Weak TCP/IP stack
Pages: 1 2
David Feugey (2125) 2709 posts |
I more and more think the two problems are the same. I did have a problem with disk accesses. But I have also a problem of non responding sockets. Network blinks (= request received), disk does not (= nothing in the WebJames’s log). The problem seems to be here for months/years, as the RC12a ROM has this bug too. To be honest, I don’t know what to do. I think, I’ll simply shut down all the riscos.fr website, the time to find an alternative, as I sink in Google rank. The curious point is that nobody did notice the problem until today. I have probably no visitors :) Nota: perhaps that this problem is the same as the “no sockets left”, that I have after around one month of WebJames use. (Would be cool to see this solved for ROS 5.22 :) ) |
David Feugey (2125) 2709 posts |
I came back to my fastest setup: PandaBoard ES. It’s the fastest to wake up. But also to see its socket going to death. The strange point is that once active, sockets don’t die. I should make an apps to ping on my server. Does anyone has simple Basic code to make an http call ? :) |
David Feugey (2125) 2709 posts |
My batch file on a PC :START Guess what. no lag any more on server. All socket stay active. If some sockets are dead, you must wait several minutes to revive them, but all will be back to normal later… or almost (sometimes a request fail). Problem: my SD card will be dead in two days with this ‘fix’. |
David Feugey (2125) 2709 posts |
Now I need to code this in Basic, else I will need to use two servers.

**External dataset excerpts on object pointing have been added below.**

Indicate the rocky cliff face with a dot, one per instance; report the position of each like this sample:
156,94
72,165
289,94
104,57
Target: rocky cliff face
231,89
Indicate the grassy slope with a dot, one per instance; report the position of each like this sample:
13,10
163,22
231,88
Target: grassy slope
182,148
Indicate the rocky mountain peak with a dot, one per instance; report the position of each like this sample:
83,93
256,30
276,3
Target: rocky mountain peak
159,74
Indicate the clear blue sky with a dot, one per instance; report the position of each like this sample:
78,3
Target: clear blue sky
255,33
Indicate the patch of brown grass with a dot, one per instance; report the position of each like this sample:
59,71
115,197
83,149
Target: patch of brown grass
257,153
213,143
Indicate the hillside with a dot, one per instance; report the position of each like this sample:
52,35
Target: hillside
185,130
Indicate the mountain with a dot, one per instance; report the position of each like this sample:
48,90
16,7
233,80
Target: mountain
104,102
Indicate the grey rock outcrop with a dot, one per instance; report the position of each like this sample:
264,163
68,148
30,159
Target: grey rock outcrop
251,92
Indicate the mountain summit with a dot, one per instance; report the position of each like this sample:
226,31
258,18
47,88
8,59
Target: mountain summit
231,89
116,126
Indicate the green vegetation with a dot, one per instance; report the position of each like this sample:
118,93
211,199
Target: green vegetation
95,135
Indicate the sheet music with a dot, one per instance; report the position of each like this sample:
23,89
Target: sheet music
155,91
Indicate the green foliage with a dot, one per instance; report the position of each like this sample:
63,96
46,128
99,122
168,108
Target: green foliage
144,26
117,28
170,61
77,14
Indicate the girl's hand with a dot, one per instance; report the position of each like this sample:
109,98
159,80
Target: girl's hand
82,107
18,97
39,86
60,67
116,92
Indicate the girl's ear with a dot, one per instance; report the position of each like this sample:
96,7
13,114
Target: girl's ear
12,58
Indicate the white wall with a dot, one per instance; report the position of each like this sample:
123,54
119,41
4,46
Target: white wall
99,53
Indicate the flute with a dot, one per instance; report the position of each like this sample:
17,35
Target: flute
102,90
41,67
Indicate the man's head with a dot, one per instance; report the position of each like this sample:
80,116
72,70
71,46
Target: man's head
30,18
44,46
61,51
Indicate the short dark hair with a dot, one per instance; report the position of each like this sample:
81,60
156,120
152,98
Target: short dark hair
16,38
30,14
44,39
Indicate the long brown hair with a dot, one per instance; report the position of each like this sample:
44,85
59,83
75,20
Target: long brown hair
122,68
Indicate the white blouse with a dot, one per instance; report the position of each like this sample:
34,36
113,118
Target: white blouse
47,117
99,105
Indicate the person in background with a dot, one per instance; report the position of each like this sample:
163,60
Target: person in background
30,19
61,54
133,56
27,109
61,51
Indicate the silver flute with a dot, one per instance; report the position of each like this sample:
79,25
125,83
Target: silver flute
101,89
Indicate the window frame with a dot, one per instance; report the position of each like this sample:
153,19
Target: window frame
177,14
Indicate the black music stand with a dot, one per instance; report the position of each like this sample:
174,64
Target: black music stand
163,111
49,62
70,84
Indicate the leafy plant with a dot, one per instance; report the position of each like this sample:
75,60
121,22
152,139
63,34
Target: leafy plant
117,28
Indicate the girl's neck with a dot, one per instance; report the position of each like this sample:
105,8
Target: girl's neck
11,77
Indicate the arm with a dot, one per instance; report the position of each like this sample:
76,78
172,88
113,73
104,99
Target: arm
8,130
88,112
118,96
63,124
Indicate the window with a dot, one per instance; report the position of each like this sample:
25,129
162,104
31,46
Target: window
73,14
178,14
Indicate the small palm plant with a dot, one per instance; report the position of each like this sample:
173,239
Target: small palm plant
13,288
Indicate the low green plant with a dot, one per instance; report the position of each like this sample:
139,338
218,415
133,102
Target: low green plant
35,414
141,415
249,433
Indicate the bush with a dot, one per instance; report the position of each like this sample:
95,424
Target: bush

One for RISC OS & one to revive the it. |
Rick Murray (539) 13840 posts |
Two things. One – Google’s rank is unimportant. You will sink anyway because you are not an https site and Google prefers that these days. I’m the same, but I’ve never cared about my Google status. I got disillusioned with the whole thing when I took a peek in the “SEO” world and how obsessed people were with “monetizing” their website, talking about pulling content that was not turning a profit. These people aren’t interested in sharing information, they just want to cash in. And thanks to that, a lot of Google’s search results are crap. Two – perhaps you could write a short program to (periodically, like maybe on the hour?) shut down the webserver task, close open files, then call OS_Reset to kick the entire machine. I think a shutdown-reset cycle should take around 30s (a total guess!), that might not cure your problems, but may at least stop them from being show stoppers. I am looking at your site right now and sometimes it doesn’t respond, other times everything comes up quickly. If you want to make a basic HTTP call, you could perhaps call wget via OSCLI? Tell it to fetch something. ;-) |
David Feugey (2125) 2709 posts |
Not only. The fact that the website crashes each evening when Google robots are coming is not good. And it means too that there is no cache and no indexation of the content.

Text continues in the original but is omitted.